Bones have long been a popular treat that owners have given to their dogs. There are a few dangers in feeding your dog bones. The major problem is that all bones have the potential for splintering. This makes them razor sharp and they can damage the inside of your dogs mouth along with his throat, stomach and entire digestive system. The second risk is that your dog will choke on them. Small bones are a big threat for becoming stuck in the throat. Even larger bones can break apart and choke a dog. Another risk is when the bones are raw and contain chunks of raw meat, which can introduce harmful bacteria into your dog’s system and make him sick. If there is fat left on the bones, it also has the potential for making him sick. Some commercially processed real bones that are packaged and labeled for pet consumption have been recalled because of the choking risk. Bones that become lodged in the throat or digestive tract can result in misery and suffering for your dog as well as high medical bills. In some cases surgery is required to remove bones that have become lodged in the body and treatment in severe cases is not always successful.

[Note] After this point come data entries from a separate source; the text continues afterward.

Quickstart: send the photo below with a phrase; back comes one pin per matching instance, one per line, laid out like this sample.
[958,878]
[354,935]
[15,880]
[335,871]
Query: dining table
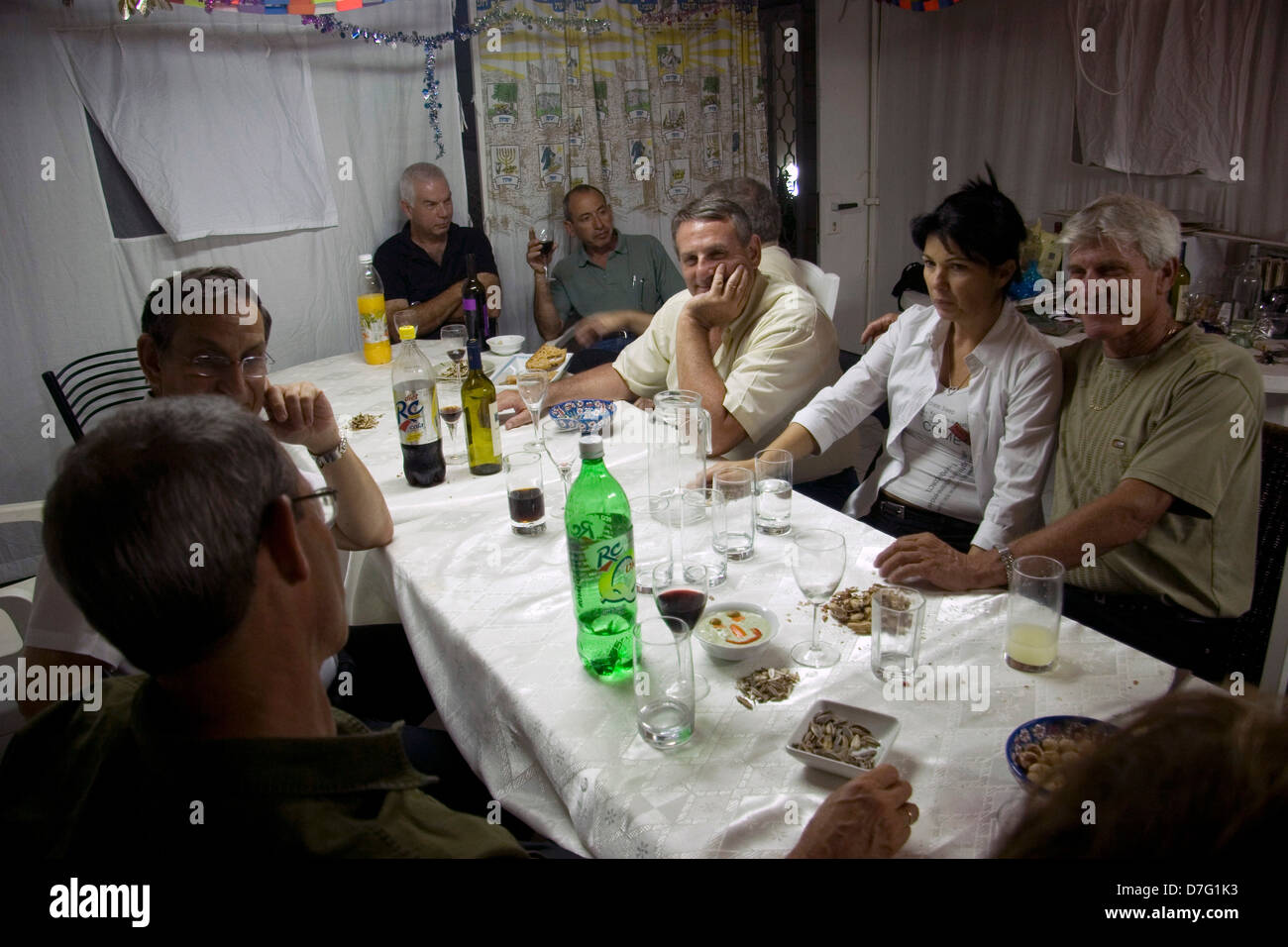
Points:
[488,616]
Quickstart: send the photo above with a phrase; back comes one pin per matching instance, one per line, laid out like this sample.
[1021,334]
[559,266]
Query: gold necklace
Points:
[1171,331]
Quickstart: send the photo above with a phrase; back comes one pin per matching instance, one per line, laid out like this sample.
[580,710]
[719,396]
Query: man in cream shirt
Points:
[754,347]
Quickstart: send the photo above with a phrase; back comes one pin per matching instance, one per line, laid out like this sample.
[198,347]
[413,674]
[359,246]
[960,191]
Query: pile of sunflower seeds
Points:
[767,684]
[838,740]
[853,608]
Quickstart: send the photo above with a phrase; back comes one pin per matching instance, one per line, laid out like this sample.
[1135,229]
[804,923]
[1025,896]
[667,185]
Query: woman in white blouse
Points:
[974,390]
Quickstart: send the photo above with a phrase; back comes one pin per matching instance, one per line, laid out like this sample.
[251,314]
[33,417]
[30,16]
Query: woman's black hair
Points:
[979,219]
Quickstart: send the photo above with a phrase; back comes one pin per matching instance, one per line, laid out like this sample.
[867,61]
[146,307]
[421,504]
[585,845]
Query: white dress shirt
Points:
[1014,412]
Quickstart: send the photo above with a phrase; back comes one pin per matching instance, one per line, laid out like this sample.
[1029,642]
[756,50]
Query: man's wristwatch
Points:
[1008,561]
[333,455]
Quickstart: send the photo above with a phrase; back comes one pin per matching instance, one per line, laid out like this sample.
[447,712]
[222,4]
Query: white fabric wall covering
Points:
[1155,99]
[155,131]
[67,287]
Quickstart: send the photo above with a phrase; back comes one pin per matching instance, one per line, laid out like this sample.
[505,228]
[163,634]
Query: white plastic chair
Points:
[14,613]
[823,286]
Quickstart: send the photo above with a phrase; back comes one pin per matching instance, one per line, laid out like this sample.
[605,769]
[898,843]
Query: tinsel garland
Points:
[327,24]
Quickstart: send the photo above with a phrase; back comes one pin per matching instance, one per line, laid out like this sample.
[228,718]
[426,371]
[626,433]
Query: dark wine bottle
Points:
[475,303]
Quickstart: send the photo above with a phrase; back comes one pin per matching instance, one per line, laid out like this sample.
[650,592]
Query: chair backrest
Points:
[1263,628]
[93,384]
[823,286]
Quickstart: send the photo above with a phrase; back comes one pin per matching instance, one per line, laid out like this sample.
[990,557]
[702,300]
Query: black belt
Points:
[905,510]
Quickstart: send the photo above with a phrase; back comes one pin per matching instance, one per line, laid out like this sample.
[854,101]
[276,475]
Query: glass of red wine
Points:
[681,591]
[546,235]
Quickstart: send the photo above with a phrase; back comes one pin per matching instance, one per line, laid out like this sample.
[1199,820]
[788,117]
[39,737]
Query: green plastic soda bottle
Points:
[601,560]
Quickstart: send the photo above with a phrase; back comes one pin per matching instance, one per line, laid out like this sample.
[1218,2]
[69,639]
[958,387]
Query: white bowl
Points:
[724,651]
[505,344]
[883,728]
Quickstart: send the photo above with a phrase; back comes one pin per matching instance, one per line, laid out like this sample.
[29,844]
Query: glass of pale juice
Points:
[1033,613]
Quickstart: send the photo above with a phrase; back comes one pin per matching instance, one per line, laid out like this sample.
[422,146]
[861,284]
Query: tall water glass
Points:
[773,491]
[898,613]
[735,522]
[1033,609]
[653,538]
[664,682]
[700,510]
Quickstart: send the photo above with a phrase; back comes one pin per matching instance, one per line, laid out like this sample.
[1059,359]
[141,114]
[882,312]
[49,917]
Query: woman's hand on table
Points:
[868,817]
[509,399]
[927,558]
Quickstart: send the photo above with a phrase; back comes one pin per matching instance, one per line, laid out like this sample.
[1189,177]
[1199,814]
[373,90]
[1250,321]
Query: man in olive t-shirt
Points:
[1158,471]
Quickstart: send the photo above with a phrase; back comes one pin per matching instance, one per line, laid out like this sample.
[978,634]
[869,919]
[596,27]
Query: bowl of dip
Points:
[735,630]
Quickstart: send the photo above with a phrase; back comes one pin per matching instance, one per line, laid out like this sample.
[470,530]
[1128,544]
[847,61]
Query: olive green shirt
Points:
[77,784]
[1185,419]
[638,274]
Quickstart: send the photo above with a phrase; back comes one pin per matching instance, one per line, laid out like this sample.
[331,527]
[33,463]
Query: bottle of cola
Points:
[416,412]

Salt and Salty Snack Foods

Salt is a food that is commonly consumed by humans, in unhealthy amounts. It is found in most processed foods unless they are labeled as salt free. When a dog consumes large amounts of salt, also known as sodium, it can make him excessively thirsty. He will also urinate more than usual which can lead to dehydration. Sodium poisoning in pets can be very serious. It can cause diarrhea, vomiting, tremors, depression, seizures, fever and in severe cases, death. Foods that contain high amounts of salt are pretzels, potato chips, bacon, ham and other cured meats. Salt is a substance that is simply too common in most human foods. It isn’t good for you in large amounts and it can be deadly for your dog.

Anything with Xylitol

Xylitol is an artificial sweetener that is used in products that are supposed to be sugar free or low in sugar. It is found in chewing gum, baked goods, toothpaste, candies and some ice creams and beverages as well. This substance is highly toxic to dogs and when they eat products that contain Xylitol, it is like giving them a dose of poison. It causes a release of insulin that can result in failure of the liver. The sugar levels in your dogs blood are lowered, resulting in hypoglycemia. If you suspect that your dog has eaten a product that contains Xylitol, you should call the vet or an animal poison control center immediately. The first signs of this type of poisoning are lethargy, poor muscle coordination which may cause clumsiness, trouble walking or unsteadiness on the feet and vomiting. These are just for a starter. the next stage is seizures. It takes a few days for liver failure to take place and this often leads to death in dogs.

Yeast Dough

Yeast dough is another human food product that you should never allow your dog to eat. Before the dough is cooked, it rises. When your pet eats raw yeast dough, it continues to rise after he’s eaten it. This can lead to the accumulation of gas within his digestive system. It causes a tremendous amount of pain and discomfort. It can cause a bloating of the stomach and there is a potential for twisting to occur within the digestive system. This condition quickly escalates into a life threatening condition that requires immediate medical attention, and possibly risky and expensive surgical procedures. Another potential threat for dogs who eat raw yeast dough is that the byproducts caused by the action of the yeast creates ethanol. This is the same as ingesting alcohol. At a minimum, your dog could become drunk. In a worst case scenario, he could begin vomiting, develop a fever, experience irregularities in his heartbeat, have seizures, fall into a coma, or even die.

Avocado

Avocados are another human food that should never be eaten by dogs. Although it is a known danger for rabbits, donkeys, horses, sheep and birds, it is unknown what effects it could have on dogs. There hasn’t been enough research conducted to know for certain. When in doubt, it’s best to avoid it altogether. In other animals, avocados is known to cause damage to the cardiovascular system resulting in death. In some species it causes the neck and head to develop edema and swell.